This step is see the description of above-mentioned steps 103.
Step 204, keyword and text eigenwert are extracted to the page of access.
In this step, existing algorithms of different can be utilized to carry out keyword extraction to the content of the page, and to text contents extraction text eigenwert, the present invention is not limited.
Step 205, comparative result according to the keyword extracted and text eigenwert and the keyword that prestores and text eigenwert, delete the link that in site maps, impact search is included.
In this step, be consistent with text eigenwert with the comparative result of the keyword prestored and text eigenwert according to the keyword extracted, be judged as that content repeats to submit to, delete the link of correspondence.
Step 206, generate new site maps.
Step 207, by generate new site maps be supplied to search engine access.
In this step, the new site maps generated can be replaced the original site maps in website, for search engine to the new site maps of website visiting, also can be arranged by website, directly new site maps is accessed to service platform by search engine, the present invention is not limited, as long as search engine can be allowed to access new site maps.
It should be noted that, the process of above-mentioned steps 202,203 and step 204,205 process there is no inevitable ordinal relation, above-mentioned steps arrangement is only the convenience of description.
It should be noted that, can also comprise after above-mentioned steps 207: record described search engine access the laggard line search of new site maps and include include data.

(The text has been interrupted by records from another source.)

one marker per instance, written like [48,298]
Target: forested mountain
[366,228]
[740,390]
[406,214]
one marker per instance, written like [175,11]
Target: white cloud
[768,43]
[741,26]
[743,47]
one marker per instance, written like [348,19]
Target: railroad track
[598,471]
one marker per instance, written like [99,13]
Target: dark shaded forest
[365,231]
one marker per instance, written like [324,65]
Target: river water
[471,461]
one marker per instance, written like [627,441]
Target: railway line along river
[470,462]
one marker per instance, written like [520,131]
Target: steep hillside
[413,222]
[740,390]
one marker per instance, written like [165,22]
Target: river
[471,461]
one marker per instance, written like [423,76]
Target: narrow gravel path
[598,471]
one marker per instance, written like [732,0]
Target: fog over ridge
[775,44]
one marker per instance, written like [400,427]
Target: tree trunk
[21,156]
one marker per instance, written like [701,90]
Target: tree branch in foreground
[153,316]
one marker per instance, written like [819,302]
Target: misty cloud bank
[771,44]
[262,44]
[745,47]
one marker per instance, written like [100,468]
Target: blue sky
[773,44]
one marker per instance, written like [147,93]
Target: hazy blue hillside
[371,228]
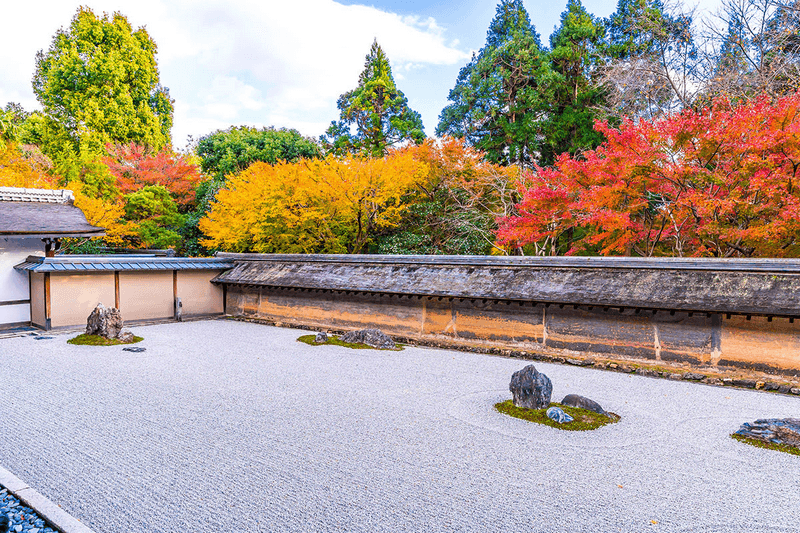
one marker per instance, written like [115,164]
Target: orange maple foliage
[330,205]
[721,181]
[17,170]
[135,166]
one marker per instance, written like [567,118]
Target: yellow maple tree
[332,205]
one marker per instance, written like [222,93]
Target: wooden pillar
[47,322]
[116,289]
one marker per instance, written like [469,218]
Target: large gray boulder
[371,337]
[575,400]
[104,321]
[530,388]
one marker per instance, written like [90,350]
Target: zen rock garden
[105,327]
[776,433]
[362,338]
[531,393]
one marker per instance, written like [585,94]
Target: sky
[280,63]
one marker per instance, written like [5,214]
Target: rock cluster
[18,517]
[107,322]
[581,402]
[530,388]
[774,430]
[371,337]
[557,414]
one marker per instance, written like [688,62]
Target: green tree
[496,104]
[574,97]
[98,83]
[230,151]
[378,111]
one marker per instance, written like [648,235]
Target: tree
[135,166]
[378,111]
[655,63]
[720,181]
[575,98]
[230,151]
[756,46]
[454,209]
[326,206]
[497,102]
[156,216]
[98,83]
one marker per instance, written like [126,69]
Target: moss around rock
[97,340]
[333,340]
[794,450]
[584,420]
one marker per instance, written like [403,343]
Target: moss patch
[794,450]
[334,341]
[584,420]
[97,340]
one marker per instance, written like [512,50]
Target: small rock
[530,388]
[776,430]
[575,400]
[104,321]
[557,414]
[371,337]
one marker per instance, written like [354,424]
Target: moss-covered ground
[334,341]
[794,450]
[97,340]
[584,420]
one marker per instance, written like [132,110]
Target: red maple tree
[135,166]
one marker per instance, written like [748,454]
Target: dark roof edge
[653,263]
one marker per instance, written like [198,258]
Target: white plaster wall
[14,284]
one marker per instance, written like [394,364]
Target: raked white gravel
[224,426]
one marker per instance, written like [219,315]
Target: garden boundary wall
[65,289]
[709,312]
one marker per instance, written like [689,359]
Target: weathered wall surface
[73,296]
[612,328]
[198,295]
[14,287]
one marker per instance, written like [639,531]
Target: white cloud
[273,62]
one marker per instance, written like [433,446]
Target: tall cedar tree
[575,97]
[497,101]
[377,109]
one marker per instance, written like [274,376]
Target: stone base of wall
[699,339]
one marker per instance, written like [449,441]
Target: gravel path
[230,426]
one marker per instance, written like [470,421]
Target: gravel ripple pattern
[230,426]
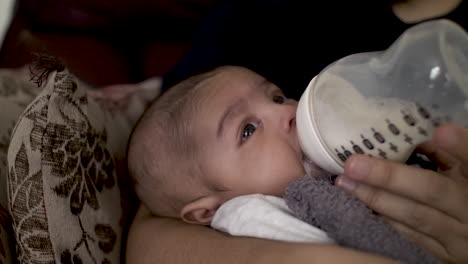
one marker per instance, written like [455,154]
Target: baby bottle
[383,104]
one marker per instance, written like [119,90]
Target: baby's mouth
[311,168]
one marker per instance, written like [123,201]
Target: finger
[422,218]
[428,243]
[424,186]
[444,160]
[453,140]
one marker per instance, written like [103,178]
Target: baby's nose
[288,120]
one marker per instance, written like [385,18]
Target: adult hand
[430,208]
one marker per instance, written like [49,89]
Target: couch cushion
[66,162]
[16,93]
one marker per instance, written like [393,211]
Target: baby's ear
[200,211]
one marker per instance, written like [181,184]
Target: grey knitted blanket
[317,201]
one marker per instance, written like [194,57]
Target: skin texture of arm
[184,243]
[418,10]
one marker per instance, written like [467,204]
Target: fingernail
[346,183]
[359,168]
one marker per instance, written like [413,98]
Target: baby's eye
[248,130]
[279,99]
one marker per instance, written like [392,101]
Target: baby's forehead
[234,79]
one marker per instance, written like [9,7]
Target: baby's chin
[313,169]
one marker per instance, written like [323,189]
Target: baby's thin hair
[162,146]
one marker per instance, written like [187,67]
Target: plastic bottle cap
[309,136]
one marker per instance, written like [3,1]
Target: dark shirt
[291,41]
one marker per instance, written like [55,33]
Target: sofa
[74,78]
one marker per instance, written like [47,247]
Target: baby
[215,136]
[221,148]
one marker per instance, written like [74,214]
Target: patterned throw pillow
[16,92]
[66,165]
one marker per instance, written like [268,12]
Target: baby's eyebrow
[228,114]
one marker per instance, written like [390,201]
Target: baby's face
[248,130]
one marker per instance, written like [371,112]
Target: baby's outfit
[265,216]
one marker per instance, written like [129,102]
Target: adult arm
[430,207]
[163,240]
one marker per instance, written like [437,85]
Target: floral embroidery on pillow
[63,189]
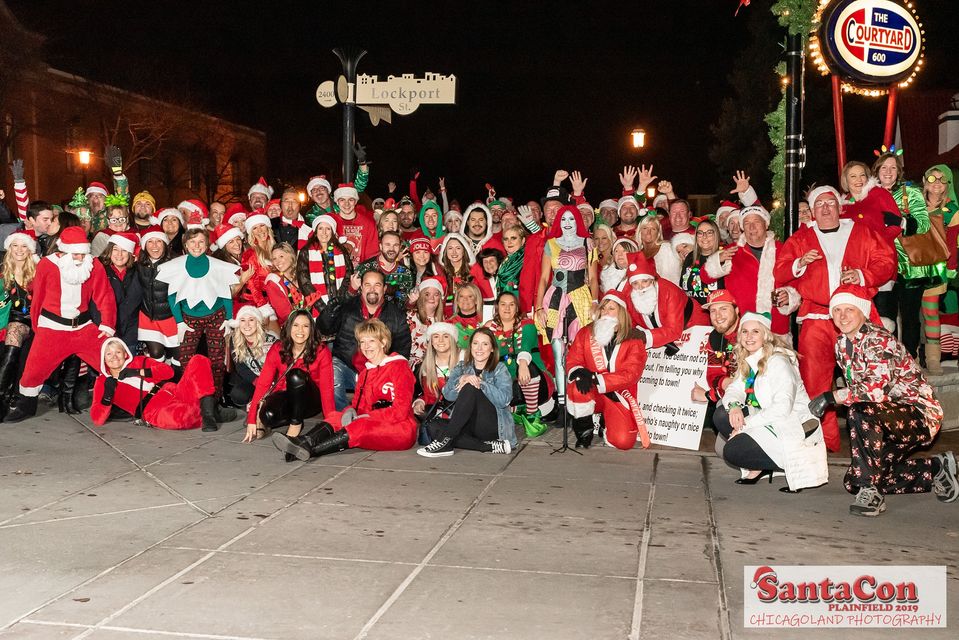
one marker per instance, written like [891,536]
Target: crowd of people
[415,318]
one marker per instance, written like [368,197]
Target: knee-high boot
[66,401]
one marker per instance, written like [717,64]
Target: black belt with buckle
[73,323]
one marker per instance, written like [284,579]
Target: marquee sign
[871,44]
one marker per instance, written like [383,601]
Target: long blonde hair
[772,345]
[10,269]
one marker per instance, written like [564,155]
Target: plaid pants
[881,438]
[208,326]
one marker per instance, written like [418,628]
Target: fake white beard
[645,300]
[73,273]
[604,329]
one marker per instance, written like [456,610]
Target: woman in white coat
[765,414]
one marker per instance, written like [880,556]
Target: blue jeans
[344,379]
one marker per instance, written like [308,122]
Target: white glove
[181,330]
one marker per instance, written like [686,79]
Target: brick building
[49,117]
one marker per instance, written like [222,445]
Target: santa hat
[639,267]
[433,283]
[762,318]
[126,240]
[256,219]
[467,246]
[144,196]
[246,310]
[420,244]
[346,190]
[23,237]
[73,240]
[818,191]
[169,211]
[753,210]
[325,219]
[851,294]
[720,296]
[619,297]
[223,234]
[443,327]
[260,186]
[97,187]
[152,233]
[318,181]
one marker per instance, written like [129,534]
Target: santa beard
[72,272]
[645,299]
[604,329]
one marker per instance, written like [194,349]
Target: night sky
[541,85]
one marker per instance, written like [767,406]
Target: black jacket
[340,319]
[129,295]
[156,304]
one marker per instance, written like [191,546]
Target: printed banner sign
[665,391]
[860,597]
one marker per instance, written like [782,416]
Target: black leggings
[473,422]
[300,399]
[741,451]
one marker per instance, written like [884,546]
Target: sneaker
[946,483]
[869,503]
[437,448]
[500,446]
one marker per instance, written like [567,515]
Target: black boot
[313,444]
[24,408]
[66,401]
[208,413]
[583,428]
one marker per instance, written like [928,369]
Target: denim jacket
[498,389]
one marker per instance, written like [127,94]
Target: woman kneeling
[381,416]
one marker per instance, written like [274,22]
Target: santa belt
[81,319]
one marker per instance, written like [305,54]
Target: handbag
[929,248]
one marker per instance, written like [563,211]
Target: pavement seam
[724,627]
[450,531]
[637,621]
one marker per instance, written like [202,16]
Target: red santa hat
[433,283]
[420,244]
[346,190]
[639,267]
[325,219]
[818,191]
[73,240]
[260,186]
[318,181]
[753,210]
[223,234]
[23,237]
[152,233]
[851,294]
[443,327]
[97,187]
[256,219]
[169,211]
[126,240]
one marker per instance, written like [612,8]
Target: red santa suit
[617,373]
[750,281]
[62,293]
[674,312]
[141,393]
[393,427]
[853,246]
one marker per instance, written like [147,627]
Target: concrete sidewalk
[129,532]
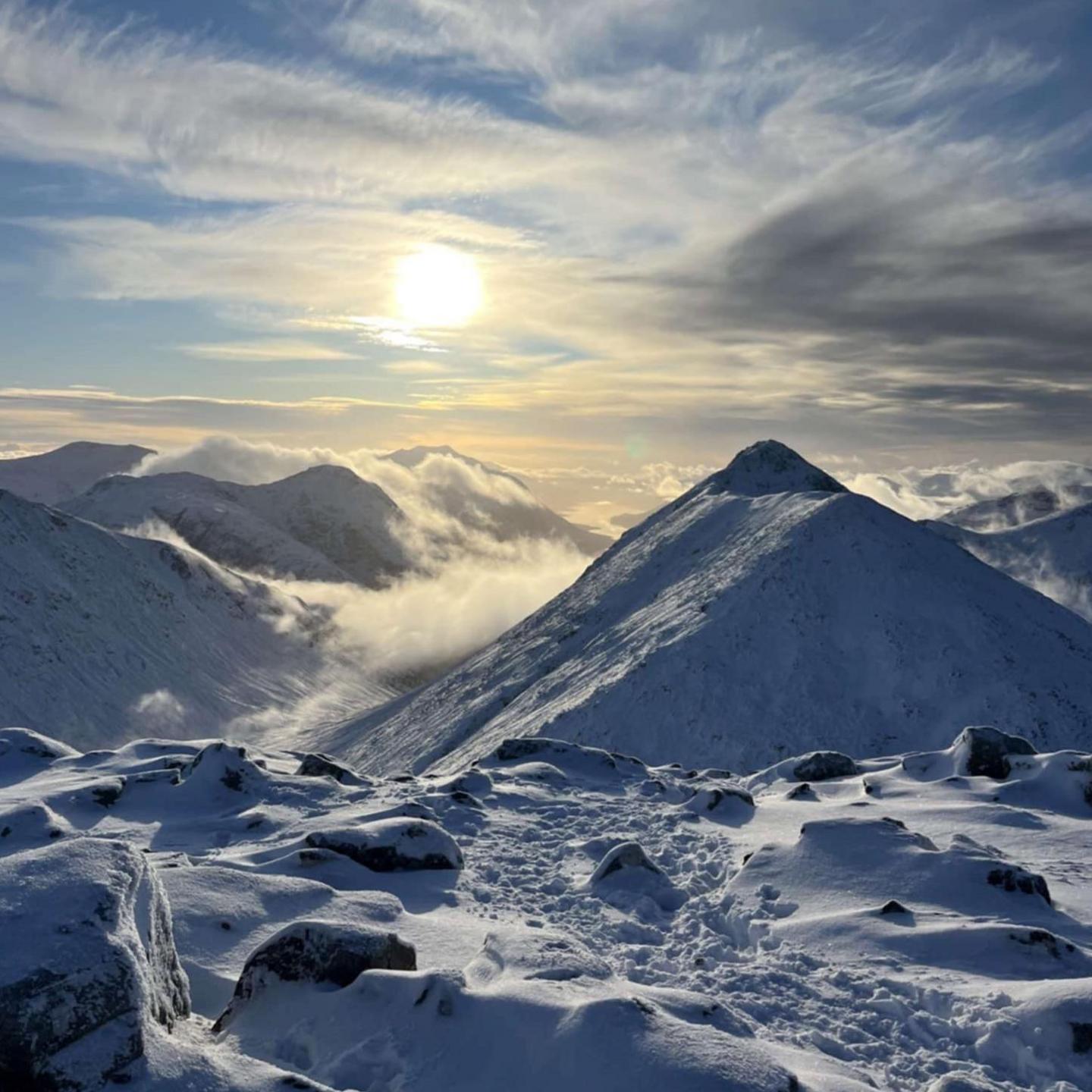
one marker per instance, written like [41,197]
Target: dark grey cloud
[938,300]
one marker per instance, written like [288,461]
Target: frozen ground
[922,923]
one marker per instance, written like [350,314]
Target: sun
[437,287]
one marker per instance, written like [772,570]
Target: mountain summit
[770,466]
[766,613]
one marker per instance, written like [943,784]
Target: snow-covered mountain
[325,523]
[69,471]
[506,509]
[1015,509]
[1053,554]
[208,918]
[104,635]
[766,612]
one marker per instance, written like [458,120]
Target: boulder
[626,875]
[317,952]
[89,965]
[715,802]
[322,766]
[983,752]
[392,846]
[1012,878]
[824,766]
[23,826]
[222,768]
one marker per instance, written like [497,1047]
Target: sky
[604,243]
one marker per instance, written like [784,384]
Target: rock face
[323,766]
[984,752]
[317,952]
[394,846]
[823,766]
[89,965]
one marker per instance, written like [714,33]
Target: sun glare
[437,287]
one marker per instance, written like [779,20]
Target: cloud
[932,493]
[454,508]
[159,711]
[704,218]
[267,350]
[426,623]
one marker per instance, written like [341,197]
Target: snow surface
[782,961]
[68,471]
[105,637]
[325,523]
[749,620]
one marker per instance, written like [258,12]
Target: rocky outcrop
[89,965]
[392,846]
[317,952]
[322,766]
[983,752]
[824,766]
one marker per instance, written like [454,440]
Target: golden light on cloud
[437,287]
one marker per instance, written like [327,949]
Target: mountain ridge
[729,629]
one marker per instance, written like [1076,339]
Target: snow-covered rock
[89,968]
[325,523]
[627,874]
[322,766]
[58,475]
[105,637]
[1053,554]
[903,937]
[764,614]
[823,766]
[392,846]
[315,952]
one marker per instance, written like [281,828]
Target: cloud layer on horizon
[689,216]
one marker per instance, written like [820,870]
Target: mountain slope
[1018,508]
[69,471]
[325,523]
[1053,555]
[104,637]
[767,612]
[500,505]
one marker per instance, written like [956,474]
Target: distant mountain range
[325,523]
[105,637]
[69,471]
[764,613]
[1051,551]
[518,514]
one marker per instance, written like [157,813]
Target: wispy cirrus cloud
[688,215]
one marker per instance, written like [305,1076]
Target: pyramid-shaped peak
[770,466]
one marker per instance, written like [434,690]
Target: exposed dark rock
[394,846]
[1082,1037]
[107,793]
[322,766]
[824,766]
[1045,940]
[984,752]
[1018,879]
[319,952]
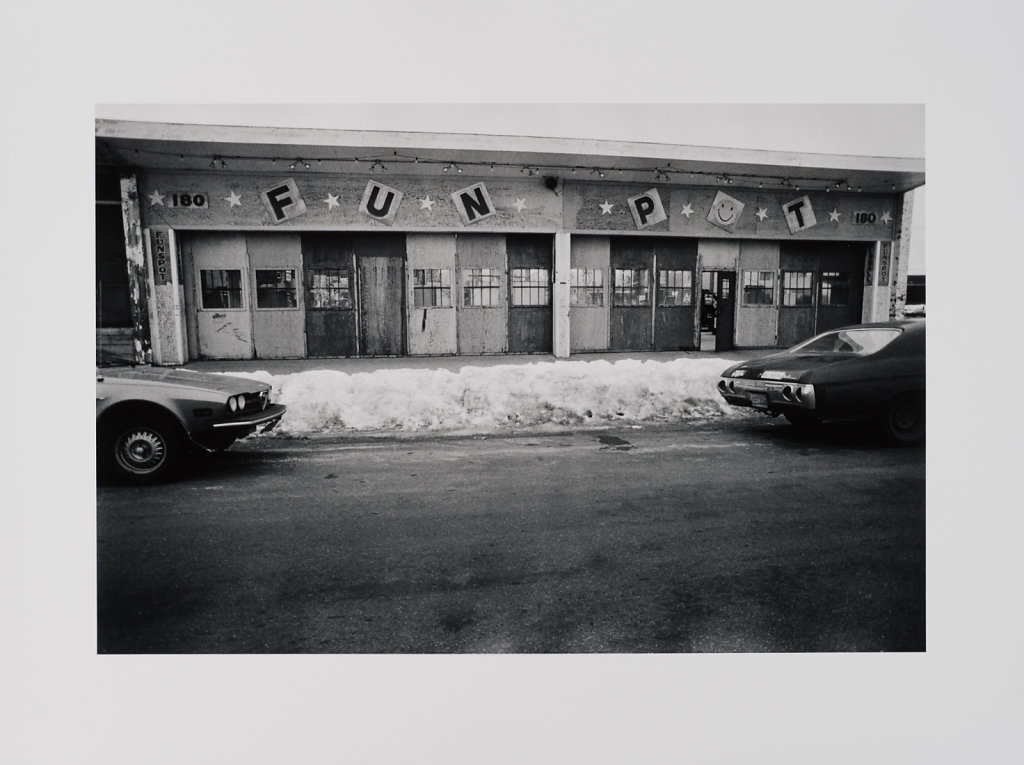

Can find, the technical scheme of the embodiment of the present invention, impact search is included in site maps link and the comparative result according to the keyword extracted and text eigenwert and the keyword prestored and text eigenwert can be deleted respectively according to access result, delete the link that in site maps, impact search is included, effect of optimization is provided.In addition, can also record described search engine access the laggard line search of new site maps and include include data, thus provide with reference to for the amendment of follow-up site maps or analyze for website.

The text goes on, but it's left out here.